Going back to our login screen and entering the first username of “netangr” and password “attack” we get the following:

infosec_9_netangr

The username and password didn’t work 😦

Let’s try the second username of “root” and password of “attack”.

infosec_9_root

We’re presented with the flag… but it looks like gibberish.

infosec_9_flag

Inspecting the flag closely we noticed that it is backwards.

The flag is infosec_flagis_defaultpass!

Lesson learned:

Our handy trick of looking at the page source did not work. It revealed that challenge was using a form. Looking at the webpage we noticed that there is a hint – CISCO IDS. Using this information we know that most devices have a default username and password. Going to Google we found the webpage that listed a default username and password. The first username did not work, second one did. From that we found the flag even though to the naked eye one might ignore it. Looking at the flag again we noticed that the flag was written backwards. After putting the flag in the correct order we were able to see it.

InfoSec Institute CTF Challenge #8

Another day, another challenge…

Today’s challenge will be on CTF Challenge #8 from InfoSec Institute.

Going to the following link

We see the following page.

infosec_8_intro

We’re introduced with the downloading a file.

Doing our trick of right click, view page source we see the following:

infosec_8_pagesource

We see the file that we need to download called “app.exe”

Downloading and opening the file we noticed that the application is the netstat command listing our network information.

Since our tricks does not work, we need to find a way to view the source of the application.

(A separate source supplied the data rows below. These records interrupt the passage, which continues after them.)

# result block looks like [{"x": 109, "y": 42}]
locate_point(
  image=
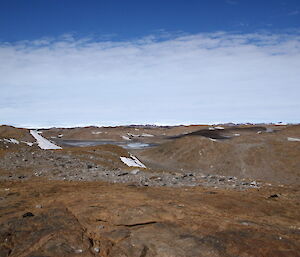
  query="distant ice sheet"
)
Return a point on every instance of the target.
[
  {"x": 43, "y": 143},
  {"x": 132, "y": 161}
]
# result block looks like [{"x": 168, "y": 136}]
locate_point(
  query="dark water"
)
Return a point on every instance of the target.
[{"x": 83, "y": 143}]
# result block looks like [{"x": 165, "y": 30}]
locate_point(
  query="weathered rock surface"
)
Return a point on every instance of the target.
[{"x": 78, "y": 217}]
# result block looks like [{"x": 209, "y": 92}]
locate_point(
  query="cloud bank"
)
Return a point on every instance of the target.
[{"x": 174, "y": 79}]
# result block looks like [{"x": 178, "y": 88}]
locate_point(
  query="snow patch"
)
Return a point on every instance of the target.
[
  {"x": 43, "y": 143},
  {"x": 132, "y": 161},
  {"x": 11, "y": 140},
  {"x": 293, "y": 139},
  {"x": 27, "y": 143}
]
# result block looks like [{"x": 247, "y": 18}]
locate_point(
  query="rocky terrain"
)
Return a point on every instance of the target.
[{"x": 221, "y": 190}]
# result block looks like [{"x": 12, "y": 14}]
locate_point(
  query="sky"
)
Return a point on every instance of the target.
[{"x": 165, "y": 62}]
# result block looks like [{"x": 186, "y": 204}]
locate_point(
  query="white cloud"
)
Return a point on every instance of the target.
[{"x": 181, "y": 79}]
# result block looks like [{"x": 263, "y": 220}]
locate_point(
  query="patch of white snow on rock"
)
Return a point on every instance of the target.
[
  {"x": 11, "y": 140},
  {"x": 42, "y": 142},
  {"x": 132, "y": 161}
]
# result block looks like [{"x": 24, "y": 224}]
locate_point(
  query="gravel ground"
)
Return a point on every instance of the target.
[{"x": 26, "y": 164}]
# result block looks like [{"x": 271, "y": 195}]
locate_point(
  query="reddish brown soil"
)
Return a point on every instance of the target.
[{"x": 77, "y": 219}]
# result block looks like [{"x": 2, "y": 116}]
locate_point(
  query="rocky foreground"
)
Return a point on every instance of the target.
[{"x": 84, "y": 201}]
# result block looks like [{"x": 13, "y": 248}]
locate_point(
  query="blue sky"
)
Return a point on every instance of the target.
[
  {"x": 117, "y": 19},
  {"x": 68, "y": 62}
]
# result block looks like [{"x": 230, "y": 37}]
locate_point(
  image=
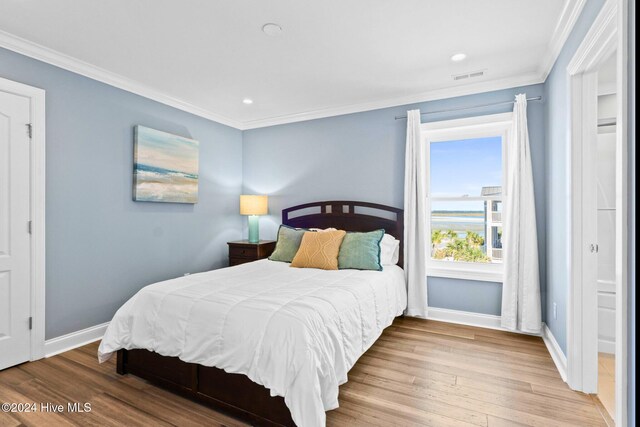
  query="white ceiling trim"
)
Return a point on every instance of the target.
[
  {"x": 53, "y": 57},
  {"x": 568, "y": 18},
  {"x": 450, "y": 92},
  {"x": 565, "y": 25}
]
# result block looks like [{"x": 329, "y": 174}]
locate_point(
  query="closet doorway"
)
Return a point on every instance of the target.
[{"x": 597, "y": 306}]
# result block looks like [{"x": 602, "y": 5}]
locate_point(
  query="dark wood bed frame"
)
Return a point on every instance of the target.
[{"x": 236, "y": 393}]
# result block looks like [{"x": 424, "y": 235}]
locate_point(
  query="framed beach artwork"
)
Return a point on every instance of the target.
[{"x": 165, "y": 167}]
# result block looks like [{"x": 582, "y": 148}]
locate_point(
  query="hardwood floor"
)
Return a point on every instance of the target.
[{"x": 418, "y": 373}]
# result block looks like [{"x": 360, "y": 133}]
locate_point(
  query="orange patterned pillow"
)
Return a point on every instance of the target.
[{"x": 319, "y": 250}]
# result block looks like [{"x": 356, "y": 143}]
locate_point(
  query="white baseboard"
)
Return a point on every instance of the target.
[
  {"x": 74, "y": 340},
  {"x": 556, "y": 352}
]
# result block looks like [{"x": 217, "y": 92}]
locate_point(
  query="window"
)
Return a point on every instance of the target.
[{"x": 466, "y": 163}]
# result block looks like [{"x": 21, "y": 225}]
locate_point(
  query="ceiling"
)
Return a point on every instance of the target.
[{"x": 332, "y": 57}]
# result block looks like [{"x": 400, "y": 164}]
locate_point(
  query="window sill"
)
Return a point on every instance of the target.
[{"x": 481, "y": 275}]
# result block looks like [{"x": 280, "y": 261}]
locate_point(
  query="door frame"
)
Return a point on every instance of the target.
[
  {"x": 37, "y": 208},
  {"x": 606, "y": 36}
]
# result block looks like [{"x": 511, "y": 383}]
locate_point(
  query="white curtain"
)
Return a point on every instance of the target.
[
  {"x": 415, "y": 218},
  {"x": 521, "y": 286}
]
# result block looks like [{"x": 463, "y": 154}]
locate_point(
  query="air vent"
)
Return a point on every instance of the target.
[{"x": 470, "y": 75}]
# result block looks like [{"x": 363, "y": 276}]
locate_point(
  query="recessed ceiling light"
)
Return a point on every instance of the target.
[
  {"x": 458, "y": 57},
  {"x": 272, "y": 29}
]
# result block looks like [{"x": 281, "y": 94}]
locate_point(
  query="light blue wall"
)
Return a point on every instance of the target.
[
  {"x": 465, "y": 295},
  {"x": 631, "y": 296},
  {"x": 557, "y": 139},
  {"x": 361, "y": 157},
  {"x": 101, "y": 246}
]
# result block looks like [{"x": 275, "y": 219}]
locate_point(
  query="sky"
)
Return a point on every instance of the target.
[
  {"x": 463, "y": 167},
  {"x": 161, "y": 149}
]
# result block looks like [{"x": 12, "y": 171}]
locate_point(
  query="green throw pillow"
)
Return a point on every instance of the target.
[
  {"x": 361, "y": 251},
  {"x": 288, "y": 242}
]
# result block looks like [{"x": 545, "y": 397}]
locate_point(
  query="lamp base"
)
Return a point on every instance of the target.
[{"x": 254, "y": 229}]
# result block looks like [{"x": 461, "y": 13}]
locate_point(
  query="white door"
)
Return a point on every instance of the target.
[{"x": 15, "y": 286}]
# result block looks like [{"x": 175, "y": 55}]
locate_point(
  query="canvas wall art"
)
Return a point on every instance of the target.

One option is to use the linux strings command.

The strings command allows you to find English words in file.

If you are working on a Windows machine (like I am) you can download the cygwin emulator which allows you to do simple Linux commands on a Windows machine.

To download cygwin go here.

Note: Make sure when downloading that you add the binutils package to import the strings command.

Copy the app.exe file into the cygwin directory (that you specified in your installation) so you navigate to that file.

After downloading cygwin, and using the strings command we see the following:

infosec_8_flag

We found the flag – infosec_flagis_0x1a!

Lessons learned:

Again, our normal tricks of viewing the page source did not work. We noticed that when we executed the program that it was the netstat command getting information on our network. From there we decided that we would need to see the source of the application to see if the flag was hidden in there. Turns out it was. Overall lesson, be flexible with your tool belt and think outside of the box!